How does a young artist inscribe herself in the history of photography? The Merchant House (TMH) opens its cycle Making Things Happen: Young Artists in Dialogue with Zhu Hong (1975, FR, born CN) and Sylvie Bonnot (1982, FR), who use photography as a point of departure and idiosyncratic return. They chose to center the show on reciprocal wall art rooted in their approach to work as an itinerant practice, now extending to Amsterdam.
At the core of the dialogue are Amsterdam’s hallmark bridges, photographed by Bonnot. With the expediency of her honed “mue” technique, she is able to reposition the gelatin layer of one of the prints directly on a wall. Face-à-face, Zhu Hong reciprocates by applying her ultrathin painterly gesture in white on white to interpret the image of Bonnot at this actual photo shoot. A complex exhibition radiates from this audacious, ephemeral conception to drive deeply into the territories of photography and painting.

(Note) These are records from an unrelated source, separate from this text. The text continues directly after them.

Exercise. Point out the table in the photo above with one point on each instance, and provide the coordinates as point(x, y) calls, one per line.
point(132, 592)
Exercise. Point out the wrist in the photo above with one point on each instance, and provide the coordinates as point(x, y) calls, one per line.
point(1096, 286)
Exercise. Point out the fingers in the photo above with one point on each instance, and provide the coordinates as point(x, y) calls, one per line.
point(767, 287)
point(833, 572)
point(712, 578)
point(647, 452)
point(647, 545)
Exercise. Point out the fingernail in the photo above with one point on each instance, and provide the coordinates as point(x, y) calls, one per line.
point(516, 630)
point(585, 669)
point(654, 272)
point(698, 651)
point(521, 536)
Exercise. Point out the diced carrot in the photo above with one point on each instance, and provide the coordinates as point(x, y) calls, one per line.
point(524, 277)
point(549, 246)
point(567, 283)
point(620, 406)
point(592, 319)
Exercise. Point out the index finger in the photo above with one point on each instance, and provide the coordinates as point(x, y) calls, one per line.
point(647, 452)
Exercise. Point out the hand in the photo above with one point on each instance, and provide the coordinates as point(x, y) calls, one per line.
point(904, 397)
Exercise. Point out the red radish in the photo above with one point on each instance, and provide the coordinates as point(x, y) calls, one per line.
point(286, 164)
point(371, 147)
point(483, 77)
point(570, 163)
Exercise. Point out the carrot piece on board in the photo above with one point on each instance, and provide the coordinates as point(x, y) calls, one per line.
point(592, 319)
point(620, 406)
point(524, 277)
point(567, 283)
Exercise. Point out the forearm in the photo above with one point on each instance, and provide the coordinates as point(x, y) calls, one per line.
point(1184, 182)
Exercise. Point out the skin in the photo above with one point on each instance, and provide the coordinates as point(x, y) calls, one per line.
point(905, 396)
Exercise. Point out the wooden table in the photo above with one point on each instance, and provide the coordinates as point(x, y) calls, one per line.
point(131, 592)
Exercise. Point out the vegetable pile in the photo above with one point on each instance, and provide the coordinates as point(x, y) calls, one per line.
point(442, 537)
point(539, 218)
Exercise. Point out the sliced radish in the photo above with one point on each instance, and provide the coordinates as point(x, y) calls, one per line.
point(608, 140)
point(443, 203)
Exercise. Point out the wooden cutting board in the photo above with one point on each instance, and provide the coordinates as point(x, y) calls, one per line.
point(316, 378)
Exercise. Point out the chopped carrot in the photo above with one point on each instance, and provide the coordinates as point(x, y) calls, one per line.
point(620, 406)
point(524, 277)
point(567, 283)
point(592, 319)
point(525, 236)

Over the ten-year period following their graduation from ENSA of Dijon (both with distinction), the artists have explored locations—physically on foot and in terms of the movement of the gaze—to ground an expert body of work:
As a student Sylvie Bonnot embarked on research trips with her camera. The natural and urban landscapes in Australia, Japan, Ireland, Norway, Russia and the high valleys of Savoie have informed her multi-faceted oeuvre. In Surimpressions at Quai des Arts, Cugnaux, she made her images jut out from the walls, rupture with lines as drawings, and coagulate as sculptures with a flourish of singular vision and technique. Allowing for the multiplicity of views beyond the planimetric surface of a straight shot, they capture perceptions in relation to her own body and physical movement.

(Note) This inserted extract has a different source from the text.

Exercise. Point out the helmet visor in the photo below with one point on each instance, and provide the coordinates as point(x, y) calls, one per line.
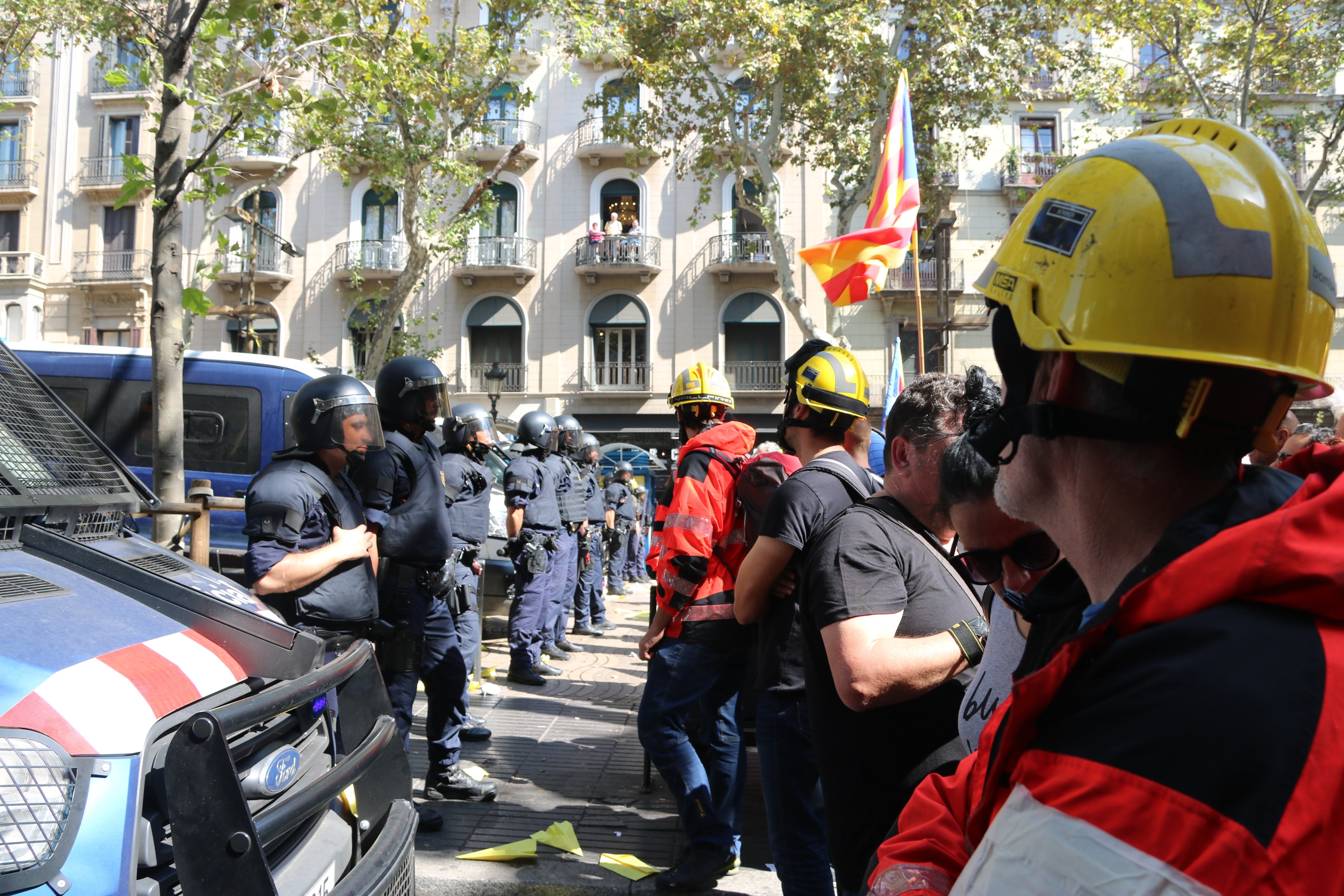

Zhu Hong moved to France to study art in counterpoint to her classical painting training in Shanghai. TMH opens with her entire transcription of the 199 pages of La photographie dans l’art contemporain (French ed., Thames and Hudson, 2004), executed as a long row—to walk along—of 199 drawings in a pencil-on-black, negative/positive take. Also included are a number of paintings and drawings originating from her recent exhibition at Musée de la Roche-sur-Yon, which followed her work at the prehistory museum in Les Eyzies-de-Tayac-Sireuil. These images reflect on museum displays in their essential institutional settings, both precious and everyday.
According to Hubert Besacier, who has followed the careers of both artists from early on, their paths were meant to cross. Placed in dialogue at TMH, they draw attention to the materiality and conceptual possibilities of their mediums, with the work at once bound to the reality of its origins and creation, and defying simple interpretation.